This Composer Scored a Clint Eastwood-Esque Film... Before Filming Even Started – Is That Genius or Madness?
Ce compositeur a composé la musique d’un film façon Clint Eastwood… avant même le début du tournage – Génie ou folie ?

Bryce Dessner a composé toute la bande originale de 'Train Dreams' avant même qu’un seul plan ne soit tourné — une démarche inédite dans la musique de film. Il ne s’agit pas simplement d’une implication précoce ; c’est considérer la musique comme la colonne vertébrale du récit, et non comme un simple accessoire.
Étant donné les liens profonds de Dessner avec les réalisateurs Clint Bentley et Greg Kwedar, ce flou entre les rôles semble moins une opération médiatique qu’une évolution artistique naturelle. Mais soyons honnêtes — un studio autoriserait-il cela avec un compositeur débutant ?
En tant que quelqu’un qui a attendu des mois juste pour avoir un montage préliminaire, ça me laisse sans voix. Composer sans images ? Ce n’est pas seulement une question de confiance — c’est une imagination partagée.
Exactement ? La plupart des réalisateurs traitent la musique comme la ‘garniture du gâteau’. Mais là, le gâteau est cuit autour de la garniture. Impressionnant.

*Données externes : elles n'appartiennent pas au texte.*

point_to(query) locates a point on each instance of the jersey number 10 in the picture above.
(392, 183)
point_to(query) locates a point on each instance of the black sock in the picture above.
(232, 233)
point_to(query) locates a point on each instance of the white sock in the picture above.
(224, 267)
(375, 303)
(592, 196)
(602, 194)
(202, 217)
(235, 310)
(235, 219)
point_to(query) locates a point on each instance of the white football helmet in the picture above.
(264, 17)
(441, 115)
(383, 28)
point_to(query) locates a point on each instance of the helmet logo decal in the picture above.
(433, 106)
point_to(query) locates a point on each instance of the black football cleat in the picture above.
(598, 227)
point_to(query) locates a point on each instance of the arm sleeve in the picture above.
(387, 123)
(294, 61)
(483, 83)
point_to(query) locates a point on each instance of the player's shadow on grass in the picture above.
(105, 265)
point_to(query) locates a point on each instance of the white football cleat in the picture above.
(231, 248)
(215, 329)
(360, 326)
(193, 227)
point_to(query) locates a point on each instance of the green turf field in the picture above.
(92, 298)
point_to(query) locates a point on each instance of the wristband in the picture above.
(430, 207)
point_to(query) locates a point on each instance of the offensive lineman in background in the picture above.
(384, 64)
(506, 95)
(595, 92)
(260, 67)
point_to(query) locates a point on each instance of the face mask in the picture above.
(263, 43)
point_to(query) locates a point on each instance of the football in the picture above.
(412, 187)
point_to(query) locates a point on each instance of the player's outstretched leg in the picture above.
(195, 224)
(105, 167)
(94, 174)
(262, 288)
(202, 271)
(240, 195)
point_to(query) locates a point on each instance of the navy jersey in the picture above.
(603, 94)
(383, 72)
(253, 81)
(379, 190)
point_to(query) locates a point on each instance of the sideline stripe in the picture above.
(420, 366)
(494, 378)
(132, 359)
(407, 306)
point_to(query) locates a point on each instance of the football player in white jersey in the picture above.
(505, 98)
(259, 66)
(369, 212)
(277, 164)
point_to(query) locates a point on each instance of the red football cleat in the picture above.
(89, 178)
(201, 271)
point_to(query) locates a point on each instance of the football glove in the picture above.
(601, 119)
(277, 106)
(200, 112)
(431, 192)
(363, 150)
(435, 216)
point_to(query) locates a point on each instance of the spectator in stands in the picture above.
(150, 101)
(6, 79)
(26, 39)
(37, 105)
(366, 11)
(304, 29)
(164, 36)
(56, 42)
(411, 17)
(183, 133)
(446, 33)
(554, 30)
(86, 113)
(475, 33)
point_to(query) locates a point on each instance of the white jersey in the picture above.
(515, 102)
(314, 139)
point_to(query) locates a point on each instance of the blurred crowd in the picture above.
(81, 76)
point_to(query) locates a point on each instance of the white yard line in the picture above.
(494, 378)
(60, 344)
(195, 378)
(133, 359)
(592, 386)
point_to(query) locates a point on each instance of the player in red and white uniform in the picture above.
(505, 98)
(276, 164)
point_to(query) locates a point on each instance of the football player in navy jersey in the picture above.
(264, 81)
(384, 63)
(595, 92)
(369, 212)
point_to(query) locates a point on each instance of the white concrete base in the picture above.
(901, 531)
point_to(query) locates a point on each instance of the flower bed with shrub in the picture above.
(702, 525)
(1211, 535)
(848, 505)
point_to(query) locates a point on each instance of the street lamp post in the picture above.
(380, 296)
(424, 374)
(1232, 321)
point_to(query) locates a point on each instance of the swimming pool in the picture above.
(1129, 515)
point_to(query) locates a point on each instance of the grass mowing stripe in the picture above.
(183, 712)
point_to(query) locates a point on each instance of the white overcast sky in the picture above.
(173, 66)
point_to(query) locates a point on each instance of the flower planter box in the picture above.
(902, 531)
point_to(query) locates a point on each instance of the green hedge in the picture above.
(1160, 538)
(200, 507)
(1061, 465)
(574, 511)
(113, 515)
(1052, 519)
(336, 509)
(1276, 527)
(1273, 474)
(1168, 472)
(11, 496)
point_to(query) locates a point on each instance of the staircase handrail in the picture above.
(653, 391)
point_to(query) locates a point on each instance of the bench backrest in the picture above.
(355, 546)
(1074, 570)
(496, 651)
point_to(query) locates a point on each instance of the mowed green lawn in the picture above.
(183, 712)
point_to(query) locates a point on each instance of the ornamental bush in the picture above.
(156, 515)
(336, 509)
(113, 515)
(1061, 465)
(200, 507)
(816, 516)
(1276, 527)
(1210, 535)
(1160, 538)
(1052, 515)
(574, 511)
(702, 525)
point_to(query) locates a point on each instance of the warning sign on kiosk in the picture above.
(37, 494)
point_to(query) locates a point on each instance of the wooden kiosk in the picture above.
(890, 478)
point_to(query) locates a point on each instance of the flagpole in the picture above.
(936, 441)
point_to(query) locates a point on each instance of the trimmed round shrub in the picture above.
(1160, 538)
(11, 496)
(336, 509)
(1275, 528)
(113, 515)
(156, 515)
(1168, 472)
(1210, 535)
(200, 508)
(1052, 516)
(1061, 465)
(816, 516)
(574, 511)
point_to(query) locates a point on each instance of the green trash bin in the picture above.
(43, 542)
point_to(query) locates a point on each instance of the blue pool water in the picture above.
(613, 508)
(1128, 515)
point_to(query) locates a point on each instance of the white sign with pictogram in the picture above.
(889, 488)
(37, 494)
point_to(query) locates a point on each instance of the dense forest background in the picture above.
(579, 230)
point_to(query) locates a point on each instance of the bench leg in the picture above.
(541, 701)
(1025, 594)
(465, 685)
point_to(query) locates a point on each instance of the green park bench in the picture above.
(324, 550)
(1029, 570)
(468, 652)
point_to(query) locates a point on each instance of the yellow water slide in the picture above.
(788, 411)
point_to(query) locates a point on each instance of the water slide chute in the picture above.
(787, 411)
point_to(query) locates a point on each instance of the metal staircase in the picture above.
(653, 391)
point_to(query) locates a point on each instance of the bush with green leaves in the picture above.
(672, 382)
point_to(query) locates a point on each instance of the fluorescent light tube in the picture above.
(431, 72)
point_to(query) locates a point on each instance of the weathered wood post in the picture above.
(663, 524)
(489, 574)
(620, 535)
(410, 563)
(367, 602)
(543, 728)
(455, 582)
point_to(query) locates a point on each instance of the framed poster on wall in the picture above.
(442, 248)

J’adore l’art, mais pas la reproductibilité. Ça fonctionne parce que Dessner est une figure connue. Essayez de proposer 'Laissons un compositeur inconnu composer toute la BO en premier' à un patron de studio. On vous rira au nez.
Attendez — Bentley a adapté un roman de Denis Johnson ? C’est de l’or littéraire. Tout devient clair maintenant. Dessner n’a pas composé sur des images ; il a composé sur une ambiance. C’est une synergie de haut niveau.
Tous ces beaux discours, mais le public le remarquera même ? La musique est puissante, mais si elle est créée avant les images, n’est-ce pas simplement… de la spéculation ?
Oh, ils le remarqueront. Pas consciemment, mais quand un film semble ‘complet’ — quand le son et l’image fusionnent comme s’ils étaient nés ensemble — c’est la main invisible de la bande originale.
Et n’oublions pas : Dessner n’a pas travaillé dans le vide. Il a lu le livre, les premiers scripts. Il ne devinait pas — il mettait en musique l’âme du récit.
Le fait que ce soit Dessner — des The National — fait toute la différence. Sa musique respire, comme les grains d’un vieux film. Voilà à quoi ressemble une véritable paternité artistique.